Bitcoin Flatlined This Year: Part II
Bitcoin Elliot Wave Technical Analysis
Yesterday I showed that Bitcoin (BTC) has essentially flatlined year-to-date and how, from an Elliott Wave Principle (EWP) perspective, this sideways could become an elaborate triangle. As shared recently, see here, the other option BTC has is a more immediate downside setup to ~$25K. It should complete the enormous 4th wave it is carving out before it is ready to rally to $100K+ for its next more significant 5th wave.
Figure 1. Bitcoin Weekly chart with detailed EWP count and technical indicators.
A more straightforward 4th wave potential
As stated in previous updates, 4th wave corrections can take on at least 12 different patterns. Thus, knowing which it will be beforehand is impossible, and knowing which it is when the correction is underway requires the availability of more price data. BTC is now at the stage where we can start to minimize our options and focus on two. The triangle was discussed in detail yesterday, and today we can focus on the completion of a simple zig-zag: a-b-c; 5-3-5. See Figure 1 above.
From its November 2021 all-time-high into the mid-January low, BTC completed wave-a. The subsequent multi-week bounce was a three-wave b-wave. Now the cryptocurrency should be completing the 5-wave c-wave. Last week it already topped right in the ideal (red, intermediate) wave-ii target zone and is currently trading below the tentative but preferred wave-i low. Thus wave-iii should now be underway, followed by iv and v, as shown in Figure 1.
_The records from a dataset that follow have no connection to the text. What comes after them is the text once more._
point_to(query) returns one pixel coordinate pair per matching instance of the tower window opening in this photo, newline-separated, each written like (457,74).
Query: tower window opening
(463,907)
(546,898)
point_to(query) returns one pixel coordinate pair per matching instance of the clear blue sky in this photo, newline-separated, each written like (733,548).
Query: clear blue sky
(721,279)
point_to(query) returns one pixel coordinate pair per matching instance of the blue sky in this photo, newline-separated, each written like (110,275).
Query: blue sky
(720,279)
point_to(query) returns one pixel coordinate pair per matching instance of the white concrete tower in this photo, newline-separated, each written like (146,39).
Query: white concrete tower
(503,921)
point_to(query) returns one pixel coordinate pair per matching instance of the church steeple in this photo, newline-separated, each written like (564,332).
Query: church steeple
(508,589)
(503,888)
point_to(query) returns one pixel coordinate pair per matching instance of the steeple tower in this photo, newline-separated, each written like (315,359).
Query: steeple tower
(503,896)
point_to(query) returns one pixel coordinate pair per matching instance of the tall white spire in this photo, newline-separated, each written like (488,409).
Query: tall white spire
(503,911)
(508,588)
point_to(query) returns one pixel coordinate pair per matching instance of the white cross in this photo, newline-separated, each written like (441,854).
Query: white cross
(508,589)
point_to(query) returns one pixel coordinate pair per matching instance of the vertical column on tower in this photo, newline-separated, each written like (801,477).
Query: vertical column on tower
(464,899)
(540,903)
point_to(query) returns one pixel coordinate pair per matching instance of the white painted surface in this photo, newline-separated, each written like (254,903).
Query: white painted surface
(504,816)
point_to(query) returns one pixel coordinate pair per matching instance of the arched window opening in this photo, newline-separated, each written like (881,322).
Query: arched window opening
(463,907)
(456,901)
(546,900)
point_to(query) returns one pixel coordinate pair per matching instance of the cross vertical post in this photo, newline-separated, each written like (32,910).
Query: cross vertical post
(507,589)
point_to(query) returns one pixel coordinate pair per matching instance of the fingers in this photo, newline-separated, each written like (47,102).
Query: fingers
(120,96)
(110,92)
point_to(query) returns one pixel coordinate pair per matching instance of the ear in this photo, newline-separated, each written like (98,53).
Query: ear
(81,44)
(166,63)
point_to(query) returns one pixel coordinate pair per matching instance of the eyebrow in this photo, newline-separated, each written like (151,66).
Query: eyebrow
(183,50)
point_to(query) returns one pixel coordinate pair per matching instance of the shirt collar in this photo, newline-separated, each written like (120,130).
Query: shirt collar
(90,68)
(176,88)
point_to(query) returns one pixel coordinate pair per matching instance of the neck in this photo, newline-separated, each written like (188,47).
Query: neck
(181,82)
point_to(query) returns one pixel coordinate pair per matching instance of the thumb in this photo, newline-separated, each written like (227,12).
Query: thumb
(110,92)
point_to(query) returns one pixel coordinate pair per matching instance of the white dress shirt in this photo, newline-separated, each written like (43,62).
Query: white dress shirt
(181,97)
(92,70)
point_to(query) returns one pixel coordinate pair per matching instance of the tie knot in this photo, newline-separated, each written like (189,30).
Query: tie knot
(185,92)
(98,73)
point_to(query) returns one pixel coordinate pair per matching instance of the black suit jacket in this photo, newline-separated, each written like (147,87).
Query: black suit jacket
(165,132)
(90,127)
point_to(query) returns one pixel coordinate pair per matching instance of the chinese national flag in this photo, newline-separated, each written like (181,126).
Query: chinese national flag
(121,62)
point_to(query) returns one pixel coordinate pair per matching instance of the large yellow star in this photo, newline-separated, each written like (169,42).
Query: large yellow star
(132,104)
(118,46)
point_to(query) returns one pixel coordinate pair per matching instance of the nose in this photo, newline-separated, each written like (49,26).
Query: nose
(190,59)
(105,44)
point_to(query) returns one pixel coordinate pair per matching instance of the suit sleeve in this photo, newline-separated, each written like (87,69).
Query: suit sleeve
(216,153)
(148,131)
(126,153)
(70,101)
Later this year, a possible tag of the 200-week simple moving average (forwarded in time with the dashed red line) would be an ideal setup. But it is not necessary. The c-wave can morph into an overlapping ending diagonally, but the ultimate and perfect downside target remains about $25-27.5K.
Besides, note how the money flow indicator (MFI14) has increased since the February lows. Thus at this stage, believe it or not, money is flowing slowly back into BTC.
BTC is in a multi-month 4th wave correction of the same degree as the wave that ended in 2018 after the 2017 top. Fourth waves are tricky and can morph into at least 12 different patterns. Now that more data has become available, I can narrow it down to the two most likely. In yesterday’s update, I discussed the triangle. In today’s update, I show that BTC’s setup can also support a more immediate downside setup:
- Stay below last week’s high ($42997) and especially the late-March high ($48208).
- Close below the February low ($34350). That opens up the potential to target $28-30K.
- Close below the January low to confirm the impulse pattern’s ideal downside target of $25.-27.5K
Thus the stage has been set. The conditions are in place for a more direct route to the downside. All BTC must do is provide the triggers according to the aforementioned “three-step program.”